ロンバルディア州はイタリア北部に位置する。州の北部にはアルプス山脈がそびえ立ち、それを越えた先はスイスとなる。アルプスとポー川に挟まれた自然豊かな土地では、個性的なワインが産み出される。州の東端にあるガルダ湖は、イタリア最大の淡水湖として知られる。

ワインの生産地は北部のヴァルテッリーナ渓谷やガルダ湖の南岸、イゼア湖周辺に集中している。ぶどう畑が急斜面にあるため、機械による作業が困難な地域もあり、そうした地域では農作業は人の手で行われる。

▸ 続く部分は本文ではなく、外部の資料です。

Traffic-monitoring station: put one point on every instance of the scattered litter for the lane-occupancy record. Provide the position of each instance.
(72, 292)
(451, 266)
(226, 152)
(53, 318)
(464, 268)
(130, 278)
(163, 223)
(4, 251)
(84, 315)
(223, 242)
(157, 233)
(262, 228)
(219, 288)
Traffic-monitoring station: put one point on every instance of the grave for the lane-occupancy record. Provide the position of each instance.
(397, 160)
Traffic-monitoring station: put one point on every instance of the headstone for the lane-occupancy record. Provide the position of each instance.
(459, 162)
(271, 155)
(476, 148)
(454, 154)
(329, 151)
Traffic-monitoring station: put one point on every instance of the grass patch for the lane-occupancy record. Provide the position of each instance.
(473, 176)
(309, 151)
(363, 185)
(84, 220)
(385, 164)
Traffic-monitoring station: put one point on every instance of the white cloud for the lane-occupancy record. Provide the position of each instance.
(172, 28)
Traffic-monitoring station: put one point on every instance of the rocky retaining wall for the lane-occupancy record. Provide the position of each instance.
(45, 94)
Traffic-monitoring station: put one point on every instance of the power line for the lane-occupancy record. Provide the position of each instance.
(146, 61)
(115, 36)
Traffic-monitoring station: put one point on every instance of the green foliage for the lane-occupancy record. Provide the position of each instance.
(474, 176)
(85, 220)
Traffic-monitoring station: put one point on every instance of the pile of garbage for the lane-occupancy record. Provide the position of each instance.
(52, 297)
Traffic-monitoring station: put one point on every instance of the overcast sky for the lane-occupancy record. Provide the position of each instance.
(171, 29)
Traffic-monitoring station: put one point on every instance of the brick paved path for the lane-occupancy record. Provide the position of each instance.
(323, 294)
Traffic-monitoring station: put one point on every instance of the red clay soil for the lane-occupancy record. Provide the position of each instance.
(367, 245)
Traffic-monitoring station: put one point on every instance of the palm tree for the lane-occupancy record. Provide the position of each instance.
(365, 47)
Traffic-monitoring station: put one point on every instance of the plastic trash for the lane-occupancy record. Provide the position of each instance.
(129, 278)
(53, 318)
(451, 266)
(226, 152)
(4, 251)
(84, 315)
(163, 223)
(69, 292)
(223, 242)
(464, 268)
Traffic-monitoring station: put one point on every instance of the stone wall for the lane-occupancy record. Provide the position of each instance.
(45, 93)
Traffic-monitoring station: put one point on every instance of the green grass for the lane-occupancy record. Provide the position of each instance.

栽培されるぶどうはネッビオーロ種が多い。ロンバルディアでは「キアヴェンナスカ」というシノニム(別名)で呼ばれる。バローロやバルバレスコなど、重厚なワインの原料にもなるネッビオーロだが、この地域のワインはいくぶん柔らかな味わいとなる。

【ロンバルディア地区の生産地区分】

<オルトレポ・パヴェーゼ(オルトレポ・パヴェーゼ・メトード・クラシッコ)>
パヴィア県南部のオルトレポ・パヴェーゼのうち、リグーリア州との州境にあたる地域。ピノ・ネーロ種を主な原料とした白とロゼの辛口スプマンテ(発泡ワイン)がメイン。瓶内二次発酵でつくられ、強い果実味とコクを持つ。含まれるピノ・ネーロの割合で名称が変化する。

<ヴァルテッリーナ・スペリオーレ>
スイス国境付近、ヴァルテッリーナ渓谷に沿って東西に細長く展開する。5つのソットゾーナ(ラベルに表示可能な特定地域)を持つ。キアヴェンナスカ主体の辛口赤ワイン。スペリオーレを名乗るには最低24カ月の熟成を要する。

<スフォルツァート・ディ・ヴァルテッリーナ>
同地域で生産される辛口の赤。原料も同じキアヴェンナスカだが、こちらはパッシート(陰干し)によって糖度を高めたものが使用される。

<スカンツォロシャーテ(モスカート・ディ・スカンツォ)>
州中央部のベルガモ県北東部、スカンツォロシャーテ市近郊の丘陵地帯。
モスカートの亜種で、固有品種のモスカート・ディ・スカンツォ100%でつくられる甘口の赤。パッシートにより糖度が高められる。熟成期間も2年を要する。

<フランチャコルタ>
ロンバルディア東部、イゼオ湖周辺の生産地。発泡ワインで有名な産地。
瓶内二次発酵方式による発泡ワインとして、イタリア初のD.O.C.G.認定を受けた。

<サッセッラ>
ヴァルテッリーナ渓谷のソットゾーナのひとつ。ミラノの北東、州最北に位置する都市ソンドリオにある。スイスとの国境に近い。キアヴェンナスカによる赤がメイン。斜面が急なため、畑仕事は手作業で行われる。

<グルメッロ>
ヴァルテッリーナ渓谷周辺ソットゾーナのひとつ。キアヴェンナスカによる赤ワインがメイン。ここも急斜面にぶどう畑があるため、収穫は全て手作業で行われる。

<インフェルノ>
ヴァルテッリーナ渓谷のソットゾーナのひとつ。奥地の急斜面にあり、その険しい地形から「地獄」を意味する地名がつけられた。キアヴェンナスカによる赤がメイン。

<マロッジャ>
ヴァルテッリーナ渓谷のソットゾーナのひとつ。キアヴェンナスカによる赤。より上質なスペリオーレ、リゼルヴァもつくられる。リゼルヴァの熟成期間は30ヶ月。

<ガルダ>
ガルダ湖畔の生産地。固有品種グロッペッロによる赤ワイン(ガルダ・ブレッシアーノ)がつくられる。
近隣のマントヴァ市との間は独立したD.O.C.(コッリ・ガルダ・マントヴァーニ)となる。メルロー種やカベルネ・ソーヴィニヨン種による赤やロゼ、シャルドネ種やトレッビアーノ種による辛口の白がつくられる。いずれも早飲みタイプ。

<ルガーナ>
ガルダ湖の南側からヴェネト州にかけての地域。
トレッビアーノ種の独自改良品種トレッビアーノ・ディ・ルガーナを原料とした白ワインがつくられる。ほどよいアロマと、高いアルコール度が特徴。スペリオーレやスプマンテ(発泡ワイン)もつくられている。